12/28/2005 7:04 AM EST
URL: thestreet.com



Get Jim Cramer's picks for 2006.

Want to turn some heads at your next cocktail party? Tell people that buying real estate in Texas is a better bet in the short term than investing in California. It might sound bizarre, but it's what some real estate gurus are telling their investors.

To get a feel for which real estate markets were hot in 2005 and in previous years, you could practically throw darts at maps of California and Florida to find winners. Arizona and other Sun Belt areas didn't perform too shabbily either.

But the question on many wise real estate industry minds is whether these states can keep up their torrid pace of sales and price gains.

One belief out there is that pricing is peaking in these markets, partly because speculators (who bought houses solely as investments and provided artificial demand in recent years) are starting to exit. Thus, there might not be too much to gain by buying a home in such states, at least for the short term.

Experts suggest that areas like Texas and the Carolinas could be next year's winners.
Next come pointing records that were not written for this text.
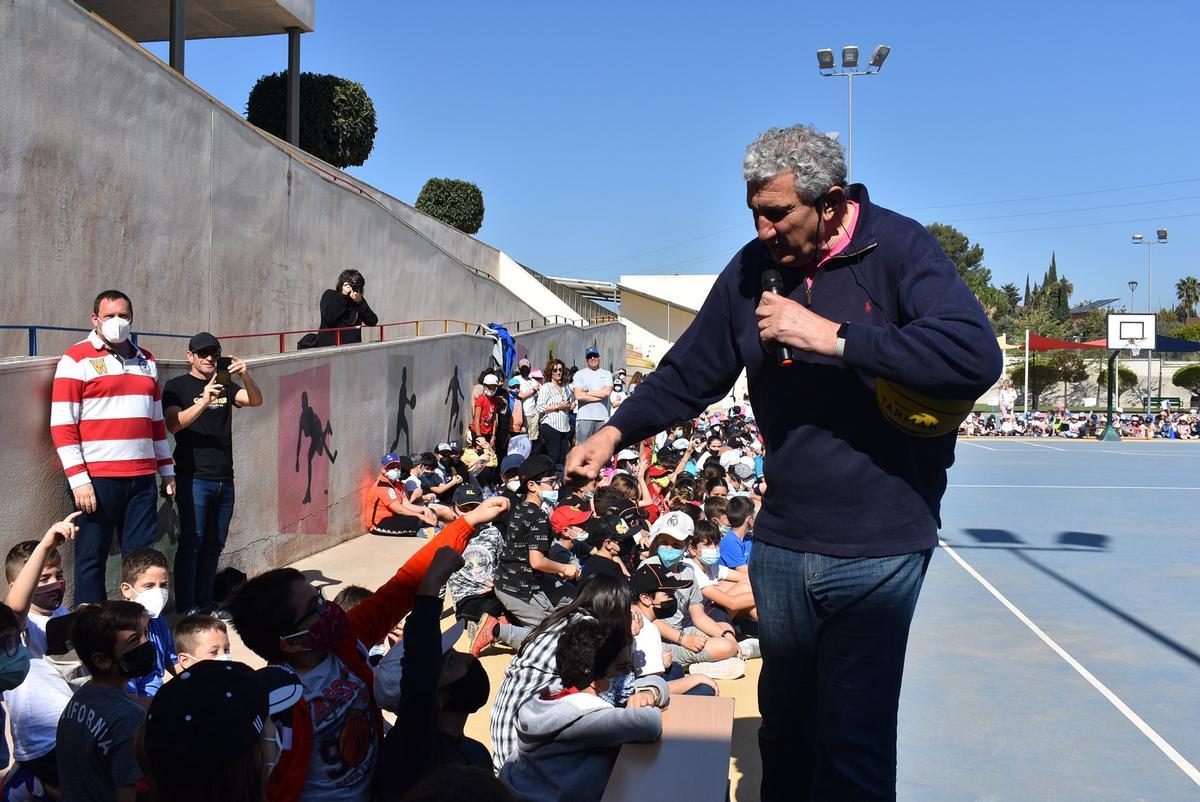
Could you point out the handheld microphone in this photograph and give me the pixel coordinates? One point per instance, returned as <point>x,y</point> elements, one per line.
<point>773,282</point>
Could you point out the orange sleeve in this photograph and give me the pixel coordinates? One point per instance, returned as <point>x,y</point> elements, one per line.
<point>372,620</point>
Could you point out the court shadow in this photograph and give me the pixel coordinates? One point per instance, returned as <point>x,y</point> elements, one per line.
<point>1086,539</point>
<point>1133,621</point>
<point>744,753</point>
<point>1077,542</point>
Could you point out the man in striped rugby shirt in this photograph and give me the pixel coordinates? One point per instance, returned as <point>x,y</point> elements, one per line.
<point>107,426</point>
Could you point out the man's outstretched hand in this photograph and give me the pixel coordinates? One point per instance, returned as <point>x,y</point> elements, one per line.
<point>591,456</point>
<point>487,512</point>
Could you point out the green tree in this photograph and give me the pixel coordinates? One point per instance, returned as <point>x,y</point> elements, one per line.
<point>1188,292</point>
<point>1188,378</point>
<point>1095,325</point>
<point>965,256</point>
<point>337,121</point>
<point>1042,376</point>
<point>1127,381</point>
<point>454,202</point>
<point>1012,294</point>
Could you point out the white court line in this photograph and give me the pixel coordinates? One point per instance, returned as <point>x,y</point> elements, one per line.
<point>1137,720</point>
<point>1074,486</point>
<point>1041,446</point>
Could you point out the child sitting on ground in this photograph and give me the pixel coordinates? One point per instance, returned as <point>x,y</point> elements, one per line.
<point>144,578</point>
<point>336,729</point>
<point>199,638</point>
<point>569,732</point>
<point>726,592</point>
<point>738,539</point>
<point>36,588</point>
<point>95,735</point>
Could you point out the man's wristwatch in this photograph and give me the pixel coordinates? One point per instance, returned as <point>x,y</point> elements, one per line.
<point>840,345</point>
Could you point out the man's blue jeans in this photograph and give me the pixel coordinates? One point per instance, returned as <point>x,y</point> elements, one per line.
<point>125,504</point>
<point>833,633</point>
<point>205,508</point>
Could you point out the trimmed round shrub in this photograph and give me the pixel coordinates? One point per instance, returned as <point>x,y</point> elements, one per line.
<point>336,115</point>
<point>454,202</point>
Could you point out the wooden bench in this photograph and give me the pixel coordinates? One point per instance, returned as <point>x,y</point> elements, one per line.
<point>691,761</point>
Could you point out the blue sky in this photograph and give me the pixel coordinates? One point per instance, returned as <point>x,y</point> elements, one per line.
<point>607,137</point>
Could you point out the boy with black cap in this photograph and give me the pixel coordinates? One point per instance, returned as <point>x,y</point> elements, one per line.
<point>525,558</point>
<point>472,586</point>
<point>653,591</point>
<point>216,714</point>
<point>198,411</point>
<point>390,512</point>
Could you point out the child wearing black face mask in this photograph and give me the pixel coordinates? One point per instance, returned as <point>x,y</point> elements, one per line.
<point>36,588</point>
<point>95,735</point>
<point>438,688</point>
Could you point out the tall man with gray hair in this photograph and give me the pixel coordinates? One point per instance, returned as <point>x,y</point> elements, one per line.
<point>865,300</point>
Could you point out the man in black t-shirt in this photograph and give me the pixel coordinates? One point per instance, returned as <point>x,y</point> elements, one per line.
<point>198,408</point>
<point>523,557</point>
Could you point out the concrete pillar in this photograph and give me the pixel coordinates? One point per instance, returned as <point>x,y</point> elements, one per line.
<point>178,34</point>
<point>294,85</point>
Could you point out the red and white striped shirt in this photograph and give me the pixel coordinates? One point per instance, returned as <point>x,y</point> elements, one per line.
<point>106,414</point>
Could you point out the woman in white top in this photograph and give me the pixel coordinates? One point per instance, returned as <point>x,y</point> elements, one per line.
<point>555,400</point>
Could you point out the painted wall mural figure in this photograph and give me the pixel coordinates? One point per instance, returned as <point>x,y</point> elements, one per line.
<point>310,426</point>
<point>406,404</point>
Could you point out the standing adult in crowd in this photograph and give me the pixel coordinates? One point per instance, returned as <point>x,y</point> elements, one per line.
<point>555,402</point>
<point>345,306</point>
<point>867,295</point>
<point>592,387</point>
<point>198,408</point>
<point>1007,404</point>
<point>107,426</point>
<point>485,411</point>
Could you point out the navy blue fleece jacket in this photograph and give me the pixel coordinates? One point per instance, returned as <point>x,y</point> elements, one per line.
<point>840,479</point>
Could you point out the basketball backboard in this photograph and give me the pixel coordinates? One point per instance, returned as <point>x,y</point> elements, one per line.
<point>1132,331</point>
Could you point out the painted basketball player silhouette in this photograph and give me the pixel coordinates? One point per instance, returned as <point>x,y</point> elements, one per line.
<point>311,428</point>
<point>406,404</point>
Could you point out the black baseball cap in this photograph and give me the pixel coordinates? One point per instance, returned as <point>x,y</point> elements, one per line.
<point>538,466</point>
<point>214,711</point>
<point>203,341</point>
<point>651,579</point>
<point>466,495</point>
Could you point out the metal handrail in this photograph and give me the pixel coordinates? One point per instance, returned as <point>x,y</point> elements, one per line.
<point>431,325</point>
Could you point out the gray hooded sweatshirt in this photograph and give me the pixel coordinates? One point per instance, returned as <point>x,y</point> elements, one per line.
<point>567,746</point>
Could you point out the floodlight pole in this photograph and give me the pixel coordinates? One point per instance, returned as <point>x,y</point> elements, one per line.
<point>1150,293</point>
<point>850,73</point>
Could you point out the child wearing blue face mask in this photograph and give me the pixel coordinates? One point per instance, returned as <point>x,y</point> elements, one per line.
<point>727,593</point>
<point>569,732</point>
<point>694,638</point>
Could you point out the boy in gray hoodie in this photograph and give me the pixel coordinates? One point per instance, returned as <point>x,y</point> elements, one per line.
<point>569,732</point>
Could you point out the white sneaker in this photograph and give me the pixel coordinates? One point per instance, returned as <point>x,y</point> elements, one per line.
<point>749,648</point>
<point>727,669</point>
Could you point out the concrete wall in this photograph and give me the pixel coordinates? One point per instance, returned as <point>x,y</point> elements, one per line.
<point>403,396</point>
<point>115,172</point>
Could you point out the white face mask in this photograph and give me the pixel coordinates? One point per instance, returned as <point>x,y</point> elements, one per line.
<point>154,600</point>
<point>115,330</point>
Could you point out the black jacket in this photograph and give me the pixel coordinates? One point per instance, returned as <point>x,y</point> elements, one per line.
<point>337,310</point>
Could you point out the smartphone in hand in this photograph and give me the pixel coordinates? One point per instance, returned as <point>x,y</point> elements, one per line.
<point>223,370</point>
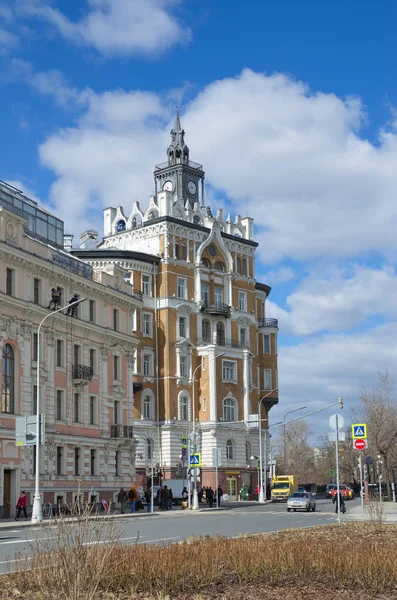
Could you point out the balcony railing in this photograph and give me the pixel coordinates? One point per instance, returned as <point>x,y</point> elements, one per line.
<point>268,323</point>
<point>82,372</point>
<point>217,308</point>
<point>122,431</point>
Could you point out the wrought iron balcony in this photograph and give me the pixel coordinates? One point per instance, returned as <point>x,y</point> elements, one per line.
<point>217,308</point>
<point>268,323</point>
<point>122,431</point>
<point>82,373</point>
As for next year's stinkers, they'll likely be in areas that rely heavily on manufacturing, such as Detroit, Cleveland, Buffalo, and Rochester, N.Y.

Phoenix recently took the nod as the nation's hottest housing market, with prices rising 34% year over year for the quarter ending Sept. 30, according to the statistics from the Office of Federal Housing Enterprise Oversight. Next up were two neighboring southwest Florida coastal communities -- Cape Coral-Fort Myers, which saw prices jump 33%, and Naples, with a rise of 32%.

Besides newfound retirement destinations -- like St. George, Utah, Coeur d'Alene, Idaho, and yet another Arizona market, Prescott -- the remainder of the top 20 price-gainers this past year were cities in Florida and California. This growth shows how coastal areas with warm climates continue to see much demand.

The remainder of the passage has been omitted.